There are the stories of countless boys and girls who interrogated me about my sexuality throughout the school day. Every day after the last bell, I walked through the incongruously grand Classical arches of the over-crowded and under-funded Woodrow Wilson High School. There, leaning against the cheaply-imitated Corinthian columns, groups of guys and gals mocked my decidedly ill-fitting pants and flamboyant shirts, often paired with the shrill interrogation:
"Ain't you gay?" 
For the first two years of high school, I would either clumsily flee before they had time for more questioning, or later, I would egress the campus by means of alternate routes.

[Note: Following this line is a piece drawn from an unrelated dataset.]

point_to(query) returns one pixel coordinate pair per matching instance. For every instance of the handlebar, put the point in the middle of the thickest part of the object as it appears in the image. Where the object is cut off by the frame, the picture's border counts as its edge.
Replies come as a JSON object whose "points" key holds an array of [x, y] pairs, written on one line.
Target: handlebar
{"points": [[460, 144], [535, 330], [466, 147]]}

That question, "ain't you gay," was one not born out of genuine curiosity but out of maliciousness and mockery, and they knew they were hitting a soar spot. It took me some time to realize that what they were really saying was, "ain't you gay yet?"
After I "came out" and gained a bit more confidence, I learned how to answer that question properly. I started with "Yes!," then, "Fuck yes!," then "Yes! And...?" Once I arrived at that last formulation, I found that these guys and gals had no response. Some of them even started smiling and nodding in approval of my defiance, like I had passed their test of will. Soon enough, these kids were so bored with my confidence that they didn't even acknowledge me anymore, and a small part of me missed the attention.

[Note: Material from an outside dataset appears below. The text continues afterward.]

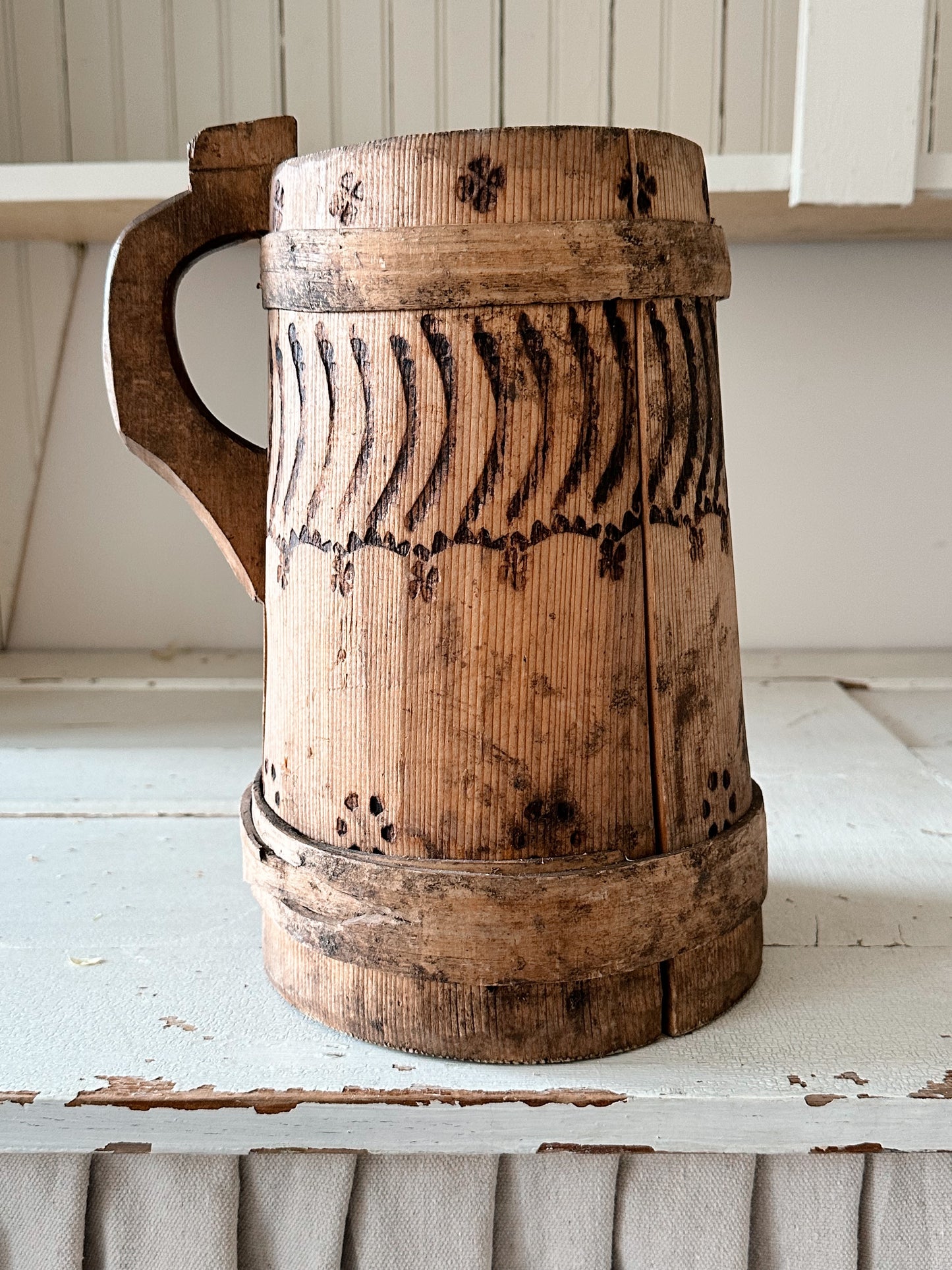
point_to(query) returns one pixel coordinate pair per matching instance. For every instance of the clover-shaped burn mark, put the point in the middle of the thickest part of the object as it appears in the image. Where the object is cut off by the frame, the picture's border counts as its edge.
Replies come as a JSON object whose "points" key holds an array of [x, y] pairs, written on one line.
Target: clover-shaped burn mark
{"points": [[480, 185], [342, 577], [611, 559], [423, 581], [639, 191], [348, 198]]}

And then there is the story of the first boy I ever kissed. I met him on a gay youth chat network, and he was the bad-boy older 17-year-old of my naive dreams; he was a Senior, I was a Junior, and one can only imagine the instant adoration I had. We met on a gay youth chat network online, and went on our first "date" at a pizza joint on 2nd Street, the only lively place I could think of for hip single daters in Long Beach. The conversation was predictably awkward and stilted, and all I wanted to do was kiss him smack on the lips, right in front of everyone! I of course didn't, and waited for some clear signal to move ahead with my agenda, but the signal never came. Even as he drove me home, I nervously concocted every possible phrasing I could think of to ask if I could "go for it." We stopped in front of my dad's house, the car double-parked on Bayshore Avenue, and this is where I learned the age-old key-fumbling trick. Waiting for the inevitable, I stalled for time by shuffling my collection of mostly useless keys. He got the signal and pulled me in for a lip-lock that lasted for all of ten seconds, and my heart seemed to stop for a minute. I don't think I stopped grinning for a few more hours after that.


After all the internal turmoil, the endless conflicts in my head about my identity and sexuality, clarity came to me one morning, about one week before I officially "came out." I had been battling the forces of my desire, at least on a conscious level, for some months, trying to comprehend how this new layer of wanting would fit into my idea of a cliche suburban future: wife, kids, private property, white picket fence and all. I kept attempting to assess my queerness with an eye of reformation, as if I could logically rework my homosexuality into a heterosexual equation. This was by far the deepest source of anxiety for me at that time.
One morning, in the early break of a Saturday sunrise, before I had even opened my eyes, I thought to myself, "I want to kiss a man today." The words were so clearly formed I almost said them out loud, and for some reason it registered a level of honesty with myself that I had never come to terms with before. I had no more questions for myself in that moment, because a statement like that answered all the previous ones.
This was, in the chronology of my life, the moment that I allowed myself to be queer. It was a moment of such profound honesty and momentous decisiveness that it shook me for the rest of that day, and I hold this moment very dearly to my heart.
The only disappointment is that I, in fact, never did kiss a man that day.